Disaffected Game Warrior
Getting bored now.
When you're playing D&D, dice can be used as often (or as seldom) as you wish. The way you use dice, or don't use them, can say a lot about the kind of playstyle you enjoy and the type of game you run. As a player, do you prefer to roll for your starting ability scores, or would you prefer to pick them a la carte? As a DM, do you randomly place treasures in your dungeons, or do you pick treasures from the appropriate list?

The poll assumes that you are already rolling for things like attack rolls, ability checks, and save throws...there's no need to check those boxes (if that assumption doesn't quite apply to you, scroll to the bottom of the list.) But what about all the other fiddly bits? Check all that apply, and add any nuance in a comment.

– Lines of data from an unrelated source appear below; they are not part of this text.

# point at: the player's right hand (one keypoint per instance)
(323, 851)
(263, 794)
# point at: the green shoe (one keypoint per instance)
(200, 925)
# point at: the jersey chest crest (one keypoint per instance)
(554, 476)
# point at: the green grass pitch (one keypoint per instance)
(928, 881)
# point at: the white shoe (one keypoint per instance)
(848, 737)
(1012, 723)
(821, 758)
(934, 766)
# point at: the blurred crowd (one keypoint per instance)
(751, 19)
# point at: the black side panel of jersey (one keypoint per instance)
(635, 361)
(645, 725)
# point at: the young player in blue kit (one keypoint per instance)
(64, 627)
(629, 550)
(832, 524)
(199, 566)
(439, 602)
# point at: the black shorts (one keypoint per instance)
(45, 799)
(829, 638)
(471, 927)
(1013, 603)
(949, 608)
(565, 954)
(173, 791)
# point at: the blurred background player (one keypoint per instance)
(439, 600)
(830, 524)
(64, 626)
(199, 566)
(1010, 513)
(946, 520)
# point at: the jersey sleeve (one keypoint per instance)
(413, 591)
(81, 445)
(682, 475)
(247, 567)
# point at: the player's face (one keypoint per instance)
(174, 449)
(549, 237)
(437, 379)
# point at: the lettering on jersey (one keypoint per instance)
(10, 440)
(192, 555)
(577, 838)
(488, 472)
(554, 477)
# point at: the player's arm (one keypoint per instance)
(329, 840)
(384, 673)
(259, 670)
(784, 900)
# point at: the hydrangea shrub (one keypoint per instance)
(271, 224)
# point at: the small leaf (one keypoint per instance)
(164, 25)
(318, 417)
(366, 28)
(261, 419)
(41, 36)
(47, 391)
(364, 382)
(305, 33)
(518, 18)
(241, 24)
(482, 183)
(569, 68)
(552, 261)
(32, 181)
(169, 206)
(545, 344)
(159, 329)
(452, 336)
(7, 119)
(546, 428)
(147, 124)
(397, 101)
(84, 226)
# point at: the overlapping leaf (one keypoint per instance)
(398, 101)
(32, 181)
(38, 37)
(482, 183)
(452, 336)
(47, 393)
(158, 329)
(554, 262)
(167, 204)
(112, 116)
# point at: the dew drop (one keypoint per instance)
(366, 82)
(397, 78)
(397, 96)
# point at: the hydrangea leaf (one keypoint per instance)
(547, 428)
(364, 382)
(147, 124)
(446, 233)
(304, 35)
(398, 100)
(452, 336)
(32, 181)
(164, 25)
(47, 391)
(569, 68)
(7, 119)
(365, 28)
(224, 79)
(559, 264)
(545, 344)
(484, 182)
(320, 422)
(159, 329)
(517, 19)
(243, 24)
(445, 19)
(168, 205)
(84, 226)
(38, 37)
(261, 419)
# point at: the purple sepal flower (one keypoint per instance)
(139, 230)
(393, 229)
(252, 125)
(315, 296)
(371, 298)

The poll assumes dice aren't killing characters because TRUTH that's what they do. We can run a one-shot right NOW and I'd sit back and watch that d20 peel the skin off your PC and you'd be asking me 'can I roll to avoid my roll?' UH. 'Roll to avoid your own roll'. Players think they are SO SPECIAL AND SMART until the dice ............... I KNOW what they do. In the game I'm designing in the GM advice I EXPRESSEDLY tell GMs to warn players about relying on dice rolls. It's self-mutilation disguised as fun people.